To make things more complicated, if a patient takes Truvada and develops both K65R and M184V, there is the potential to eliminate later options for treatment with Ziagen and Epzicom. However, if one developed resistance with Combivir or AZT, the mutations are generally of the TAMS variety or thymidine associated mutations. This also blocks one’s potential options with Viread later on as well as other agents.

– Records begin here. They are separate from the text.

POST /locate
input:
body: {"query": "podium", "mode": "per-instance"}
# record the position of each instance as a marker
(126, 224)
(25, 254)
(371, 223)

Thus one can see how complicated drug sequencing becomes, especially when newer treatments come to market. We usually don’t have all the answers at first.
Summary
The arrival of the two new formulations, combinations of two NRTI’s each, have made it simpler for patients. There are still some unanswered questions and clinicians debate about which drug combinations of nukes, non-nukes, protease inhibitors and boosted protease inhibitors are best suited for starting patients when beginning therapy. Many patient specific particulars need to be considered and many details such as pharmacokinetics, resistance and sequencing all need to be measured. The availability of both Epzicom and Truvada are another step in the right direction towards improving HIV treatment. Both can be combined with other single dosed antivirals to construct true once daily regimens. They can also be combined with other dosing regimens to reduce pill burden. Furthermore, a recent press release announced that Bristol-Myers-Squibb, Gilead Sciences and Merck have announced plans to develop a fixed-dose combination pill of three antivirals.